Remodeling after acute myocardial infarction: mapping ventricular dilatation using three dimensional CMR image registration
1 Robert Steiner MRI Unit, MRC Clinical Sciences Centre, Imperial College London, Hammersmith Hospital Campus, Du Cane Road, London, W12 0NN, UK
2 Department of Computing, Imperial College London, South Kensington Campus, Exhibition Road, London, SW7 2AZ, UK
3 Department of Imaging, Imperial College Healthcare NHS Trust, Hammersmith Hospital, Du Cane Road, London, W12 0HS, UK
4 Department of Cardiology, Imperial College Healthcare NHS Trust, London, Hammersmith Hospital, Du Cane Road, London, W12 0HS, UK
Journal of Cardiovascular Magnetic Resonance 2012, 14:41 doi:10.1186/1532-429X-14-41Published: 21 June 2012
Progressive heart failure due to remodeling is a major cause of morbidity and mortality following myocardial infarction. Conventional clinical imaging measures global volume changes, and currently there is no means of assessing regional myocardial dilatation in relation to ischemic burden. Here we use 3D co-registration of Cardiovascular Magnetic Resonance (CMR) images to assess the long-term effects of ischemia-reperfusion injury on left ventricular structure after acute ST-elevation myocardial infarction (STEMI).

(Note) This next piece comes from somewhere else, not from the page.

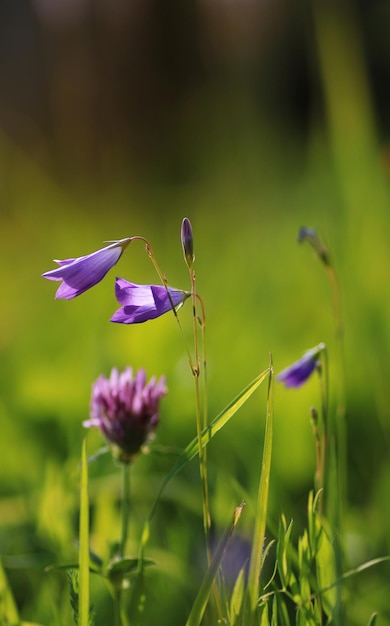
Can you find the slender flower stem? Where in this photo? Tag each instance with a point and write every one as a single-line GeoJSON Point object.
{"type": "Point", "coordinates": [199, 424]}
{"type": "Point", "coordinates": [324, 382]}
{"type": "Point", "coordinates": [125, 506]}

Forty six patients (age range 33–77 years) underwent CMR imaging within 7 days following primary percutaneous coronary intervention (PPCI) for acute STEMI with follow-up at one year. Functional cine imaging and Late Gadolinium Enhancement (LGE) were segmented and co-registered. Local left ventricular wall dilatation was assessed by using intensity-based similarities to track the structural changes in the heart between baseline and follow-up. Results are expressed as means, standard errors and 95% confidence interval (CI) of the difference.
Local left ventricular remodeling within infarcted myocardium was greater than in non-infarcted myocardium (1.6% ± 1.0 vs 0.3% ± 0.9, 95% CI: -2.4% – -0.2%, P = 0.02). One-way ANOVA revealed that transmural infarct thickness had a significant effect on the degree of local remodeling at one year (P < 0.0001) with greatest wall dilatation observed when infarct transmurality exceeded 50%. Infarct remodeling was more severe when microvascular obstruction (MVO) was present (3.8% ± 1.3 vs −1.6% ± 1.4, 95% CI: -9.1% – -1.5%, P = 0.007) and when end-diastolic volume had increased by >20% (4.8% ± 1.4 vs −0.15% ± 1.2, 95% CI: -8.9% – -0.9%, P = 0.017).
The severity of ischemic injury has a significant effect on local ventricular wall remodeling with only modest dilatation observed within non-ischemic myocardium. Limitation of chronic remodeling may therefore depend on therapies directed at modulating ischemia-reperfusion injury. CMR co-registration has potential for assessing dynamic changes in ventricular structure in relation to therapeutic interventions.